- Episode no.: Season 6 Episode 18
- Directed by: Terry Windell
- Story by: Ronald Wilkerson
- Teleplay by: Robert Doherty
- Production code: 238
- Original air date: March 1, 2000

Guest appearances
- Kim Rhodes - Lyndsay Ballard / Jhet'laya; Marley S. McClean - Mezoti; Manu Intiraymi - Icheb; Kurt Wetherill - Azan; Cody Wetherill - Rebi; Scarlett Pomers - Naomi Wildman; Kevin Lowe - Q'Ret;

Episode chronology
| ← Previous "Spirit Folk" | Next → "Child's Play" |
- Star Trek: Voyager season 6

= Ashes to Ashes (Star Trek: Voyager) =

"Ashes to Ashes" is the 138th episode of Star Trek: Voyager, the 18th episode of its sixth season.

It features Seven of Nine attempting to mother ex-Borg orphans, while USS Voyager encounters a unique alien species, the Kobali. The episode was nominated for an Emmy award for makeup, by a team including Michael Westmore.

The episode aired on the television channel UPN on March 1, 2000.

==Plot==
An alien comes aboard Voyager, claiming to be a deceased member of the crew, Ensign Lyndsay Ballard. She explains that an alien race, the Kobali, reproduce by reanimating dead individuals of other races and altering their DNA. The Kobali expect reanimated individuals to live with them, but Ballard escaped and sought Voyager for asylum. Ballard confirms details of her death and past life aboard Voyager, and the Doctor confirms that her DNA partially matches the deceased Ballard's. The crew believe her story, and the Doctor attempts to restore her appearance from Kobali to human. She begins a relationship with Harry Kim.

Ballard finds readjustment difficult. Her favorite food tastes metallic due to her Kobali physiology; she sometimes speaks in Kobali without realizing; she is emotionally volatile; and she must visit Sickbay twice daily to maintain her human appearance. When her Kobali father finds Voyager to retrieve her, she reluctantly agrees to leave after an emotional moment with Harry.

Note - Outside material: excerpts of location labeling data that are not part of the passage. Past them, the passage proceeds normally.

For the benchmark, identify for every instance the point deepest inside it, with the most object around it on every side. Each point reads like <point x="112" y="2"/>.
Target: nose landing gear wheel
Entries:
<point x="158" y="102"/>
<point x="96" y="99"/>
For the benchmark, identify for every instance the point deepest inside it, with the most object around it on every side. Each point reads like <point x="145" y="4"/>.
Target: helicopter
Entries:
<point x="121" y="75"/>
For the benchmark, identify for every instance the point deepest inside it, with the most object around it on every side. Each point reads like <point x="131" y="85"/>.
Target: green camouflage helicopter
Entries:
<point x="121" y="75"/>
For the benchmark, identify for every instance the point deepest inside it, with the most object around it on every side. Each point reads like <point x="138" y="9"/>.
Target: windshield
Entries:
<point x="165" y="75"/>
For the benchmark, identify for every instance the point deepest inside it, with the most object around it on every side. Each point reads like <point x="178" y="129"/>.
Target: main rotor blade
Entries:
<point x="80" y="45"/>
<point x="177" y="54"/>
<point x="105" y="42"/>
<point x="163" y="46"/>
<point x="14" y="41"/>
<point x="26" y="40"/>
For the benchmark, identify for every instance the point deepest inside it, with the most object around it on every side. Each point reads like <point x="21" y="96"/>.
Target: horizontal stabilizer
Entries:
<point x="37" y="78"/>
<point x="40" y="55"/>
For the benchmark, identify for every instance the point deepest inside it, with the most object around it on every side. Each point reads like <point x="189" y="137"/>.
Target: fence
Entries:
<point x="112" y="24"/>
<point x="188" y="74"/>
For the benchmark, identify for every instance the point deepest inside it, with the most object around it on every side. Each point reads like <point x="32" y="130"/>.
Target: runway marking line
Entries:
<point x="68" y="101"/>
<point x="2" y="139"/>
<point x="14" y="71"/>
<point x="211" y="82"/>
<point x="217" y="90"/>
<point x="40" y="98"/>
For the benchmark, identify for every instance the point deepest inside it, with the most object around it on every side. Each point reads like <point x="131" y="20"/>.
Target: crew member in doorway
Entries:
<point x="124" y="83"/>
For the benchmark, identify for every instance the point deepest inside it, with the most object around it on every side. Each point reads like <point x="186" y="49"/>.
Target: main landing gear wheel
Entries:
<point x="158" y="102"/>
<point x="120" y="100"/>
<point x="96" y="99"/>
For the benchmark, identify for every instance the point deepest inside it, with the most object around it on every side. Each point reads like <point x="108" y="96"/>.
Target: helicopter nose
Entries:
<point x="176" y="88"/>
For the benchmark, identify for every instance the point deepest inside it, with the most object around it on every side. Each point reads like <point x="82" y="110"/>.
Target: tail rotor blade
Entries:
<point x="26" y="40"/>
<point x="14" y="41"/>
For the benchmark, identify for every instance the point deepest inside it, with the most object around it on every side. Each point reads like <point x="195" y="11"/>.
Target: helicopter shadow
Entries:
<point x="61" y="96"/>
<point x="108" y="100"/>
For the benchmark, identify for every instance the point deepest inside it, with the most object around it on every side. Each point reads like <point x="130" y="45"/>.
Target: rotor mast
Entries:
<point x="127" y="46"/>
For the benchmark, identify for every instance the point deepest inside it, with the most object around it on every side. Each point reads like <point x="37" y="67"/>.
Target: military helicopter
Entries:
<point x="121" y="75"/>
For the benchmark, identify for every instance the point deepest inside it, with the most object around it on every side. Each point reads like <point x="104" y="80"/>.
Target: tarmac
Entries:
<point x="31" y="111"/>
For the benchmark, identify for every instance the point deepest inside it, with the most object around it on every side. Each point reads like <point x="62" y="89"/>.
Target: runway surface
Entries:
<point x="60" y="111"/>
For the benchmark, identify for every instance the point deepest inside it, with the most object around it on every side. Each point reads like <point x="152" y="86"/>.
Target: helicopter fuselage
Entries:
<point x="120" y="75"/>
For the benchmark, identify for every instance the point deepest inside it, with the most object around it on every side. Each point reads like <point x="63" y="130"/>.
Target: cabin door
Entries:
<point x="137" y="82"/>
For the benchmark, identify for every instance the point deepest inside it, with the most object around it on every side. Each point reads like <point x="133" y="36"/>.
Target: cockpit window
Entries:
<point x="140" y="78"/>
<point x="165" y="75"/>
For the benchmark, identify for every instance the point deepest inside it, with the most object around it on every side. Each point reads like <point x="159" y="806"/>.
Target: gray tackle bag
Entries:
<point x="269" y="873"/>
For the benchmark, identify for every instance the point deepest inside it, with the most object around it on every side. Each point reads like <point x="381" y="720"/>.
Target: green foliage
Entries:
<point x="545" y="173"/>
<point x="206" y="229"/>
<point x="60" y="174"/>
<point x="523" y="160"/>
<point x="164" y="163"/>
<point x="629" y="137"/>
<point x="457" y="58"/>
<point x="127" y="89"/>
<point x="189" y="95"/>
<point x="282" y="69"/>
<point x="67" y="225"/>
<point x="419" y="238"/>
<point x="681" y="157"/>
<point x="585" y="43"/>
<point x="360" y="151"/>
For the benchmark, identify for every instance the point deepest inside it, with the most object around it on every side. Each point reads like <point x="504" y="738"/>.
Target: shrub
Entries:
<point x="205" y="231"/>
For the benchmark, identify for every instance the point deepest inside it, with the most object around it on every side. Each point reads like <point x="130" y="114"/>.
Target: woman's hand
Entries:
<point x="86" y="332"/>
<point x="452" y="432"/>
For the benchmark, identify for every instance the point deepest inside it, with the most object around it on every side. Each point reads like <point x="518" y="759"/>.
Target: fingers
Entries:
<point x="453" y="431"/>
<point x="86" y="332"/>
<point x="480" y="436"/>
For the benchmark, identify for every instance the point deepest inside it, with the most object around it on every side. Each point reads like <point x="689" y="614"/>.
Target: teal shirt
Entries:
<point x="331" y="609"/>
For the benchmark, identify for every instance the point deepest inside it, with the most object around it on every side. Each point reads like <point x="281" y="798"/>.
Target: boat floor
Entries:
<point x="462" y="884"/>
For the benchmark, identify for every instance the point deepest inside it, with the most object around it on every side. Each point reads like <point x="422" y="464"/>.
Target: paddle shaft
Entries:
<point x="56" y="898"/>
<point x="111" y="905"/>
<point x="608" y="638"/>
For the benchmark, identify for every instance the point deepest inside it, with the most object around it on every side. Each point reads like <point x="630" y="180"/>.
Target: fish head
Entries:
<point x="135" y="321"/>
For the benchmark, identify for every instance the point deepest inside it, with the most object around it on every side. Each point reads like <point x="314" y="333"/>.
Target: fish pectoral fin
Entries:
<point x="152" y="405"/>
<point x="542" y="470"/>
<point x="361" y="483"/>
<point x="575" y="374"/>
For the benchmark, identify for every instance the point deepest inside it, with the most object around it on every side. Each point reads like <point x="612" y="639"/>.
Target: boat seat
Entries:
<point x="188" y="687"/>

In a side plot, Seven of Nine attempts to handle the task of caring for the Borg children. She implements a rigid schedule and punishments for deviation, but the children rebel out of a need for individuality. With Chakotay's encouragement, Seven learns to be more flexible with the children.

== Reception ==
This episode was nominated for an Emmy award for outstanding makeup.

"Ashes to Ashes" was noted in the book To Boldly Go: Essays on Gender and Identity in the Star Trek Universe for its presentation of a female character.

This episode was noted by CBR for guest-starring actress Kim Rhodes, who later became more famous for other roles in her career. The Digital Fix also praised Rhodes' performance.

== Releases ==
This episode was released as part of a season 6 DVD boxset on December 7, 2004.